Department of Transportation Commissioner Polly Trottenberg also agreed that sidewalks are for New York’s long-suffering pedestrians, not for garbage.

“Allowing eligible BIDs to experiment with installing sealed, on-street garbage and recycling containers will help make New York’s bustling sidewalks cleaner, more accessible, and more enjoyable for residents and tourists alike,” she said.

Trottenberg and Garcia hinted at the most important part of the news — that garbage will finally inconvenience drivers instead of walkers. But one booster put the focus where it belonged:

“The Clean Curbs program … will make it much easier to pilot shared waste storage in the parking lane,” said Clare Miflin, founder of the Center for Zero Waste Design.
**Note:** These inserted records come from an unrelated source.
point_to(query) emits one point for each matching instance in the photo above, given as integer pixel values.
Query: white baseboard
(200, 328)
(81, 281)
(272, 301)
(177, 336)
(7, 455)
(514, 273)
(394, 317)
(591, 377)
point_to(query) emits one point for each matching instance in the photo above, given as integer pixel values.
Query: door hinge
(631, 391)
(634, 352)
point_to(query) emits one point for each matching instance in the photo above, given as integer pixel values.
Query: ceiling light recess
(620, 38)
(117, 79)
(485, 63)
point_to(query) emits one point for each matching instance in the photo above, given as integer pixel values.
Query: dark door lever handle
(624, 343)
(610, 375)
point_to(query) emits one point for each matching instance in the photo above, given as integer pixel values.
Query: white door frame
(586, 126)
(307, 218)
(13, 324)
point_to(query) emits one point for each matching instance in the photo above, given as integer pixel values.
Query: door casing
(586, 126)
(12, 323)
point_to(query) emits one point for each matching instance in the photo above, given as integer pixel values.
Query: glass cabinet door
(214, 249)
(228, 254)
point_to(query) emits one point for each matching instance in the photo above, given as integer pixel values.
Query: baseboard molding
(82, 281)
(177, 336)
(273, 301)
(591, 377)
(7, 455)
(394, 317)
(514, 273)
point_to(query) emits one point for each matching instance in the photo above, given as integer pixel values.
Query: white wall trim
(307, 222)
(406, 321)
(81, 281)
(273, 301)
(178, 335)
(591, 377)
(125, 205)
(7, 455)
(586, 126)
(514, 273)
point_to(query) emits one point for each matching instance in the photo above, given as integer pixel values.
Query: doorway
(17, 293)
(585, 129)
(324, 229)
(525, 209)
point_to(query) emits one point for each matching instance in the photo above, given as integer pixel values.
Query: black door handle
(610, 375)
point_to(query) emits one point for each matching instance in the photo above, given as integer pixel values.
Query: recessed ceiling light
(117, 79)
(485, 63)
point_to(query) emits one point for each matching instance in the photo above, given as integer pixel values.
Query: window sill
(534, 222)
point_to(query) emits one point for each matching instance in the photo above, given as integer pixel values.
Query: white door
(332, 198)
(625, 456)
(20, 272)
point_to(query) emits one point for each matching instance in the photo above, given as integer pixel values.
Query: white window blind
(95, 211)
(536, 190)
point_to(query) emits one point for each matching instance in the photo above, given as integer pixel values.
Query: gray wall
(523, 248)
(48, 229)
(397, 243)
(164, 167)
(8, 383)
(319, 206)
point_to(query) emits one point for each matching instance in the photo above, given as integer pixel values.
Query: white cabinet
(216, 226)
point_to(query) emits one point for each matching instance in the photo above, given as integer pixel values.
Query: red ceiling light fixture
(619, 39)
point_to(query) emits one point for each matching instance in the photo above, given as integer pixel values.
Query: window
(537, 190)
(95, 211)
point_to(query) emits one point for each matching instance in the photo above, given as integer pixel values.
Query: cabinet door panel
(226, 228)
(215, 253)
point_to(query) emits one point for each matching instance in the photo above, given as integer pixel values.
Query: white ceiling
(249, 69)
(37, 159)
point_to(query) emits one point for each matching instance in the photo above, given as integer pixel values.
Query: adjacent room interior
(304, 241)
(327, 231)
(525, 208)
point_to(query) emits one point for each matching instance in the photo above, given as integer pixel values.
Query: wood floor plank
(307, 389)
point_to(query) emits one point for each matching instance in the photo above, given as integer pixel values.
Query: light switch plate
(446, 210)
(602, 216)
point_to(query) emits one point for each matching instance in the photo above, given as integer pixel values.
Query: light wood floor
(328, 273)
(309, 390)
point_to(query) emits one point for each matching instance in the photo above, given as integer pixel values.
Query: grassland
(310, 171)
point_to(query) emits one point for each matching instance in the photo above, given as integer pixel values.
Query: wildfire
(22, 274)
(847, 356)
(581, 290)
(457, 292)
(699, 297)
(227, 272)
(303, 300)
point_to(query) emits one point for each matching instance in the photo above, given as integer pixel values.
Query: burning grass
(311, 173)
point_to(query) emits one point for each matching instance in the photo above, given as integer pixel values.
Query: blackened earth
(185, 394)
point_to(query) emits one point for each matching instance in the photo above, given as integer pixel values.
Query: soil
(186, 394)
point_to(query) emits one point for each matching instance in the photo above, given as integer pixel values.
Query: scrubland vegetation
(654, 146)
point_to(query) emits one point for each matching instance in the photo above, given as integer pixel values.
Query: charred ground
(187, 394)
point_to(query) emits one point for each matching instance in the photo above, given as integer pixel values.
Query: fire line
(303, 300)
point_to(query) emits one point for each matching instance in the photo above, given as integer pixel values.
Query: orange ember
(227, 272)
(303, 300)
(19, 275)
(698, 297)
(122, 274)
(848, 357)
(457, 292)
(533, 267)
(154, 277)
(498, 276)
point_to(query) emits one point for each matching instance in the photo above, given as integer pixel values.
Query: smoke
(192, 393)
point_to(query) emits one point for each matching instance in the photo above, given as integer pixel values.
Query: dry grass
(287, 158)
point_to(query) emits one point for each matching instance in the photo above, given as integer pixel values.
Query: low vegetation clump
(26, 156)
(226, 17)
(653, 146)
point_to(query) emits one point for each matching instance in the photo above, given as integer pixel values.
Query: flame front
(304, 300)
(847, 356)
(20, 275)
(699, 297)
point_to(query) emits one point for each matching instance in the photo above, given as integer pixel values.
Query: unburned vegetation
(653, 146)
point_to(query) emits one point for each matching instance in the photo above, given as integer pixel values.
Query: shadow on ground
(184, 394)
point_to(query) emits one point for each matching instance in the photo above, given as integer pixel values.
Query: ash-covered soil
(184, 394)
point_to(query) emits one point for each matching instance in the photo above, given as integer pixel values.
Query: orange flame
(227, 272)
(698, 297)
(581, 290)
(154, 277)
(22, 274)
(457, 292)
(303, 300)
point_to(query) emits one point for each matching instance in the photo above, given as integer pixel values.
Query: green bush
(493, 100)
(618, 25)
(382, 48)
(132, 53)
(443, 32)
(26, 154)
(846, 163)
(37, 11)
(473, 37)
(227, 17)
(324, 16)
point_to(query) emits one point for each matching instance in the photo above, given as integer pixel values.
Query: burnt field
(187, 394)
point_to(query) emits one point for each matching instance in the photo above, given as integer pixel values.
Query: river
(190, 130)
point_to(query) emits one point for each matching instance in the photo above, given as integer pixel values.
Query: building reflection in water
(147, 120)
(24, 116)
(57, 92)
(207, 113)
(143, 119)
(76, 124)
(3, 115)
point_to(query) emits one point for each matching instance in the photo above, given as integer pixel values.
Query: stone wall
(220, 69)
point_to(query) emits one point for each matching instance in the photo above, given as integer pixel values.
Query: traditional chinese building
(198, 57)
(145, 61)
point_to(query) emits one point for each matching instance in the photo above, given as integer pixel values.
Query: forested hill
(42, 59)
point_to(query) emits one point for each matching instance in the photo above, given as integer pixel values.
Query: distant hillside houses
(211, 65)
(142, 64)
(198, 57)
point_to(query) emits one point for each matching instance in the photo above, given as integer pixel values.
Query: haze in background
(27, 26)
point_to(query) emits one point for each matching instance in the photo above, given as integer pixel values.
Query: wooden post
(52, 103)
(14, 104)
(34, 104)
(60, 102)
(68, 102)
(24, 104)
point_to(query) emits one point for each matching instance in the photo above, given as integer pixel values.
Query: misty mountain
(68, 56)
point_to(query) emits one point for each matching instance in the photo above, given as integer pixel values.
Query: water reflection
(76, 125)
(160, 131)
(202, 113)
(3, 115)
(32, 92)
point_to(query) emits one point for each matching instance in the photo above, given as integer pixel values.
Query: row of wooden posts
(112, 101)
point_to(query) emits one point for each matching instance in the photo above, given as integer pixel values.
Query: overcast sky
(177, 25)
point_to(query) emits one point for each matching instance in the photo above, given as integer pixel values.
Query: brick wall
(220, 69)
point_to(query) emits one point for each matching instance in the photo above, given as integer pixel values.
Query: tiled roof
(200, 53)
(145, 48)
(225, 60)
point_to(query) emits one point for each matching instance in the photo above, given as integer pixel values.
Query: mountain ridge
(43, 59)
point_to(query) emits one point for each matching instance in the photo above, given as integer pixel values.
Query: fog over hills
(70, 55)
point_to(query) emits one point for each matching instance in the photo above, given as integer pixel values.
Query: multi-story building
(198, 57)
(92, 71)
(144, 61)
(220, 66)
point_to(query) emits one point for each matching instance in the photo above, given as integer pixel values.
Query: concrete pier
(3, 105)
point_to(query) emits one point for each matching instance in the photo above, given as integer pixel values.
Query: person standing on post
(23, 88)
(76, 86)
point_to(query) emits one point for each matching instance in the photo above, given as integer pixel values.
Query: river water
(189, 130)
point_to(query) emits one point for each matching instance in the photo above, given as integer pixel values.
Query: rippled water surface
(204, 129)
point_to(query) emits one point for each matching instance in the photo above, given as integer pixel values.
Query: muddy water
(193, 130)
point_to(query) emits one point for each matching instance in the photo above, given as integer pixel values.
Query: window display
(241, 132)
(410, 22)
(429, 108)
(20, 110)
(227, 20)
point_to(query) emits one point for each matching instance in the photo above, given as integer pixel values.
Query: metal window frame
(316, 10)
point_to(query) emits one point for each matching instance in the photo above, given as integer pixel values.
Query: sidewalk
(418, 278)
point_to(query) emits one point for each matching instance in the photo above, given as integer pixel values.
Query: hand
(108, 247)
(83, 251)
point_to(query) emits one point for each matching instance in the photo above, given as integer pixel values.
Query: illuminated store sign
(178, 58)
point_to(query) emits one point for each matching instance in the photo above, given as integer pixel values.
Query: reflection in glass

Thursday’s announcement stems from last year’s effort by the Department of Sanitation to find ways to solve New York’s garbage problem — which is exacerbated by a dense urban design that lacks back alleys. The city is also burdened by a century-long tradition of just putting refuse on the sidewalk — a tradition that was not altered when automobile owners seized curbside space for vehicle storage.

The final container designs are pending, but any given container must be fully enclosed, rodent-proof, and compatible with existing regulations and machinery, given that containers need to be lifted by equipment (unlike garbage bags, which New York’s Strongest haul by hand).

Applications for Clean Curbs will be accepted beginning this spring, the agency said.

Also this spring, the agency will have a public hearing on the rule change regarding new construction. That rule will also require residential buildings with 150 or more units to submit a “waste management plan” that ensures that the building has enough capacity to store half again as much garbage as it normally produces so that it does not end up on the sidewalk between pickups.